Lord Porter: Councils to lose 75p of every £1 of Whitehall cash by 2020

Lord Porter, the Conservative chairman of the LGA, has today called for an end to austerity as he warned that by 2020, local government will have lost 75p of every £1 of core central government funding that it had spent in 2015.

The LGA chair also repeated calls for local government to be allowed to keep all of the £26bn raised by business rates ever year.

Addressing 1,200 public sector delegates at the LGA’s annual conference in Birmingham today, attended by PSE, he stated that almost half of all councils – 168 authorities – will no longer receive any of this core central government funding by 2019-20.

Lord Porter warned that councils faced an overall budget gap of £5.8bn by 2020 and argued that even if councils stopped delivering all essential services and maintenances to local areas, they would not save enough money to plug the gap by 2030.

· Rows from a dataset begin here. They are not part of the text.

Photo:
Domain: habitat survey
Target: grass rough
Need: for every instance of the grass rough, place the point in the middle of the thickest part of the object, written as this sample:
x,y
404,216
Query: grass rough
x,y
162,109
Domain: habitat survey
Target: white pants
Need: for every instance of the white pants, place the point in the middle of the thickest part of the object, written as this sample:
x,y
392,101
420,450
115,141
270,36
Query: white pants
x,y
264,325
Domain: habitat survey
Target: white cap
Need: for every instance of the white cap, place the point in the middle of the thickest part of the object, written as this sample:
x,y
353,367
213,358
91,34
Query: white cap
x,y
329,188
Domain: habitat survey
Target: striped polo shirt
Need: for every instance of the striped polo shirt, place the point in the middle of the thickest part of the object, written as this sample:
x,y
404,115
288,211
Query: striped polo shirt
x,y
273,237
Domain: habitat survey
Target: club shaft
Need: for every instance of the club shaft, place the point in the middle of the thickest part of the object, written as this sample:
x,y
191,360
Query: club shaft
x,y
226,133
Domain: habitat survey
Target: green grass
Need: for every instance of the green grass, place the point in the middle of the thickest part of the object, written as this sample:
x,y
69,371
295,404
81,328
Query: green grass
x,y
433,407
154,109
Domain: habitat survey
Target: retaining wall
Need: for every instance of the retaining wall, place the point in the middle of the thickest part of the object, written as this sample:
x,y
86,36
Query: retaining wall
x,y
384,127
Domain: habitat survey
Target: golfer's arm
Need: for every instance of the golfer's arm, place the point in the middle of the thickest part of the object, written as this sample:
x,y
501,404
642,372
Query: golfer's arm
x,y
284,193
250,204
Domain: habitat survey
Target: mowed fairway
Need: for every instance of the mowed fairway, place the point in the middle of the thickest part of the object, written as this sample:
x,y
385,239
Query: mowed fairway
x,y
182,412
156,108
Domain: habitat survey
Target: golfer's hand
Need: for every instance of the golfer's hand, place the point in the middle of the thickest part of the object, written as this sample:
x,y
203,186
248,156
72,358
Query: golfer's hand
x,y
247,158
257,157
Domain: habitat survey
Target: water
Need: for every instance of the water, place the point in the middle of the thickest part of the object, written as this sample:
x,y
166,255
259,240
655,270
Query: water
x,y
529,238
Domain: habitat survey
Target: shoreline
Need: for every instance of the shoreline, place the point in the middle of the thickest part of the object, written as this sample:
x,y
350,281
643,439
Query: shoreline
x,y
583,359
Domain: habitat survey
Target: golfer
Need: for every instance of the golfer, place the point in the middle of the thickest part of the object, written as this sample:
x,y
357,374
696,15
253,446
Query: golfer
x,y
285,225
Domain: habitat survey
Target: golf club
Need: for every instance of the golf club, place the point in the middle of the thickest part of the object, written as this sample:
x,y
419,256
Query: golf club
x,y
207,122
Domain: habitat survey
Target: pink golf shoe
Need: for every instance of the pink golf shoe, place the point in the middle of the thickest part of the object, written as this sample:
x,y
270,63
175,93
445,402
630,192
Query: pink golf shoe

During his speech, he also called for the central government to abolish council tax referendum limits, to give residents and councillors powers over how local services were paid for in their areas.

“The money local government has to provide vital day-to-day local services is running out fast,” Lord Porter emphasised. “There is also now huge uncertainty about how local services are going to be funded beyond 2020.

“Councils can no longer be expected to run our vital local services on a shoestring. We must shout from the roof tops for local government to be put back on a sustainable financial footing.”

He went on to call for “every penny” in local taxation collected locally to be kept by local government and spent on public services, adding: “The cap on council tax also needs to be lifted to ensure new money can be raised locally and spent locally.

“Local government is the fabric of our country, even more so during this period of uncertainty for the nation. Councils are the ones who can be trusted to make a difference to people’s lives. To build desperately-needed homes, create jobs and school places, provide the dignified care for our elderly and disabled and boost economic growth.

“If austerity is coming to an end, then we need to make sure councils are at the front of the queue for more money,” Lord Porter concluded. “Only with adequate funding and the right powers can councils help the government tackle the challenges facing our nation now and in the future.”